4) Employee Stock Purchase Plan ("ESPP")

ESPP works very different from stock options and restricted-stock grants. ESPPs allow employees to designate and accumulate a percentage of their post-tax earnings to either purchase company stock at a discount (usually 85% of face value) or to just receive the earnings in cash back (with no interest). Essentially it is a savings account that allows an employee to purchase stock at a discount; good for the company because it gets interest-free cash up front, good for the employee because he or she gets a discount on stock (assuming of course the opportunity cost of holding the money in an interest-free account is less than the stock discount).

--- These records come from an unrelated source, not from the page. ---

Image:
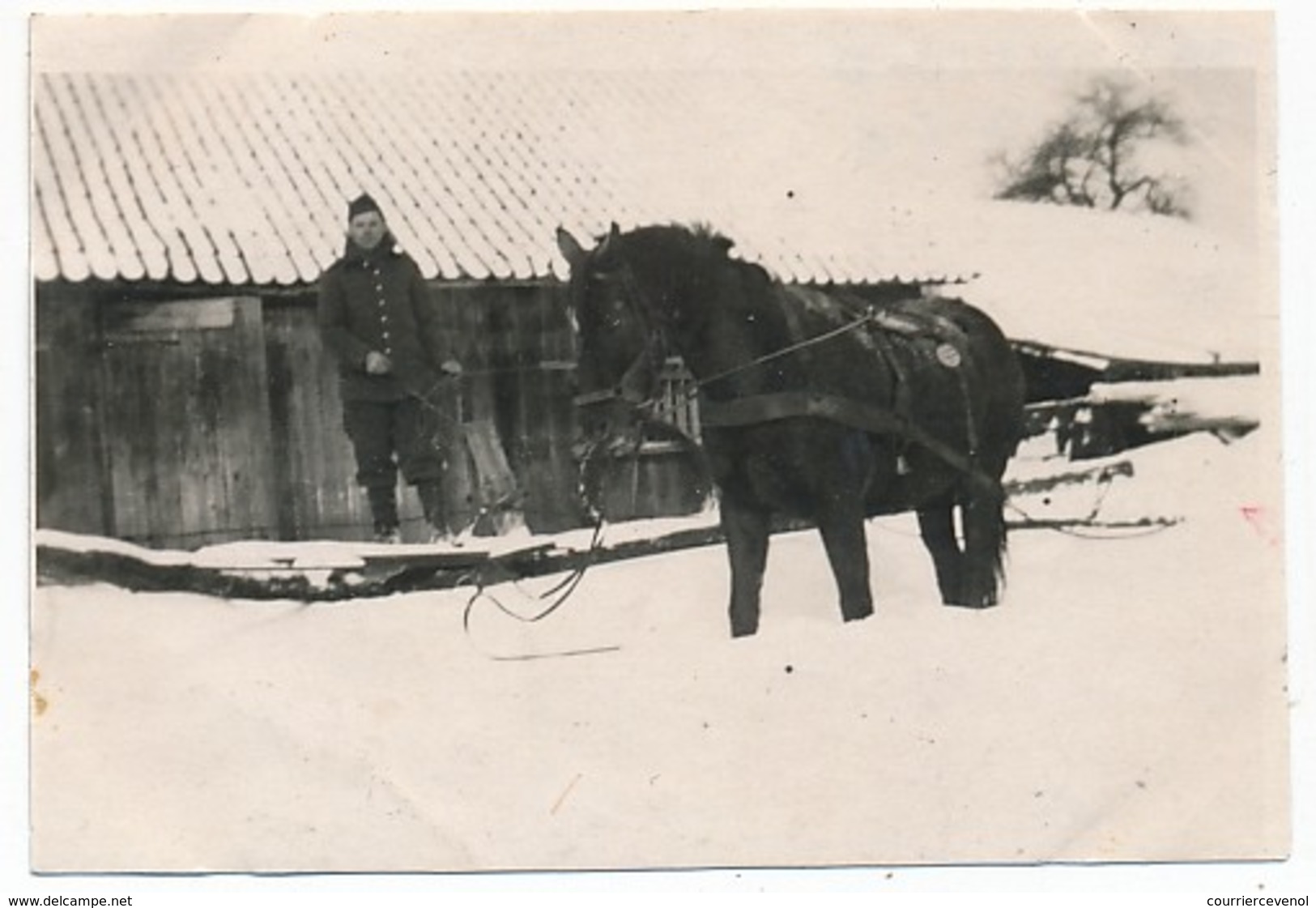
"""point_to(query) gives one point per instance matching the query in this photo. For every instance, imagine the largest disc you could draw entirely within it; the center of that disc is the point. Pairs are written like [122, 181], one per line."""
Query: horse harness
[951, 353]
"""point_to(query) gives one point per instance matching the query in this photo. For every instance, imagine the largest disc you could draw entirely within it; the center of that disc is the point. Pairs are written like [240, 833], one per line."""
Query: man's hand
[378, 364]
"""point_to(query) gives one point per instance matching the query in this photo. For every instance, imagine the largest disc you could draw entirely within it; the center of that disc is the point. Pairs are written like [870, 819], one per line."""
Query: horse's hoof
[986, 602]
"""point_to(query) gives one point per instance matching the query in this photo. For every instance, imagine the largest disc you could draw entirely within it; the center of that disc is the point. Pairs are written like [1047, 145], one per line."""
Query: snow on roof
[245, 178]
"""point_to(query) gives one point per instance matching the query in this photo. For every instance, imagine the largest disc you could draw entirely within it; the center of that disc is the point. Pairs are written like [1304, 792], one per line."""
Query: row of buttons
[383, 315]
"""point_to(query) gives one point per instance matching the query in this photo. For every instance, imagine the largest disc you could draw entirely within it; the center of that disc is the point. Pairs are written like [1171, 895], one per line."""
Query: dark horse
[814, 406]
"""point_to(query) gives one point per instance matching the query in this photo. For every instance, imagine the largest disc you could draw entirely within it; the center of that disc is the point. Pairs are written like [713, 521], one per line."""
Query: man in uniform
[378, 320]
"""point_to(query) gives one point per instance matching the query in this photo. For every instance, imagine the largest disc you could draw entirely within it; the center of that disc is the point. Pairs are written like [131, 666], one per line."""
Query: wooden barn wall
[183, 421]
[69, 454]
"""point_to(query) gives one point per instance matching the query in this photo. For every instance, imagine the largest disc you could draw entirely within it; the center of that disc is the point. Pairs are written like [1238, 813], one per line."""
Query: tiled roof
[244, 179]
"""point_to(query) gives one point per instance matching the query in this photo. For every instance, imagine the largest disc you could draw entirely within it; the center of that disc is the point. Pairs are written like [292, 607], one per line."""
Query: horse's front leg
[747, 531]
[841, 526]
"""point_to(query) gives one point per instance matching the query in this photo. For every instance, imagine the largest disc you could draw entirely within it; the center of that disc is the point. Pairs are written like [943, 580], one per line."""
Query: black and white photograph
[657, 440]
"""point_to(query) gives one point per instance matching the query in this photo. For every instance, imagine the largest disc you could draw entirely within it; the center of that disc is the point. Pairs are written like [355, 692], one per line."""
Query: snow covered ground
[1126, 701]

There are a number of restrictions that limit both the amount of money transferrable within these plans and the people who may participate in them. As a result, ESPPs are limited in scope and used almost exclusively in publically traded companies. In short, ESPPs may supplement another plan, but are not a great candidate as a stand-alone.    

5) Stock Appreciation Rights ("SAR") and Phantom Stock

Stock appreciation rights (“SAR”) and phantom stock are very similar plans. Both contractually obligate the company to pay employees based on the increased value of stock over a period of time. They are “phantom” because the stocks are not actually issued; rather, the stock price at the time of the issuance is used as a baseline to measure against the increase. For example, if a company’s stock is worth $10 at the time of issuance and increases to $35 at the end of the period, the employee is entitled to $25 in cash or stock depending on the plan. Note: the payout for SAR is usually paid in cash, whereas the payout for phantom stock is usually paid in stocks.

When the payouts are made, they are taxed as ordinary income to the employee, which, as discussed above is unfavorable to the employee but may be favorable to the company since ordinary income is deductible. But there is a more pressing concern: if the contractual rights for SAR or phantom stock is irrevocable, the IRS may require the employee to pay taxes before realizing any funds. One obvious way around this is to make the plan revocable. But if the plan is not guaranteed, it will likely affect the employee’s perceived value of the plan. And thereby appear less effective when recruiting talent.  

On the bright side, phantom stock and SAR plans can be granted to anyone – employees, contractors, advisors and anyone else providing value to the company. But they should not be given to everyone. If they are ubiquitously tendered to all employees, the IRS may consider them retirement plans or de facto ERISA plans, which are subject to a separate set of federal rules. So selectivity and diligence are critical if opting for this equity-based compensation.

As a final thought, employers confront wide range of choices in the market of equity-based compensation plans; each with its own unique package of value-adds and tax traps. Ultimately, a company must find the best plan to entice talented employees. Equally important is for the company to remain faithful to its own financial culture.